Stoked — 1969
By Helene Forst
Recommended by: Francine Silverblank, Professor Emerita, Dowling College, Retiree Council 37
Suitable for: age 12 to adult
Why I chose this book: This book is a five-star, tender and moving read. Jake, an astute, competent 14-year-old, finds life hard because he constantly has to contend with his learning disability — dyslexia. He wants to be able to read, be accepted by his classmates and be like everyone else. His story draws in teen readers with significant issues of trying to keep a weakness hidden, being different, being bullied, friendship and academic and social difficulties.
What I liked best: The book deals with a teen's disability and a singular time in American history — the Vietnam War. The peak of the United States' involvement occurred in the President Lyndon B. Johnson administration, including 1969, when this story takes place. TV exposed people to daily images of war's death and destruction for the first time. Few people understood what was happening and why it was happening, and the result was political turmoil. Some thought joining the armed forces was patriotic; others thought the opposite, and protested the war. Through credible, understanding characters, and plausible, winning dialogue, Forst brings to life this tumultuous period in our history with relevance for today's teens.

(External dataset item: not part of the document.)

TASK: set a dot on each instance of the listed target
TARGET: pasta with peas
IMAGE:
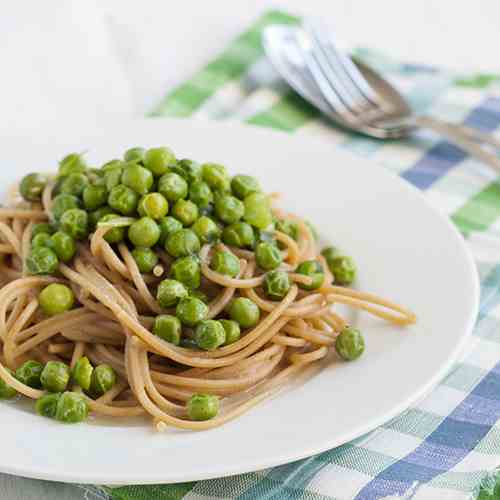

How teachers can use this book: The discussions that can follow are loyalty, patriotism, civil disobedience, our responsibilities and rights under the U.S. Constitution, zero tolerance for bullying, being proud of one's uniqueness and the idea that we are all the authors of our own life stories. A teacher's page at www.heleneforst.com encourages students to make thoughtful connections between literature and life, an important strategy for reading comprehension.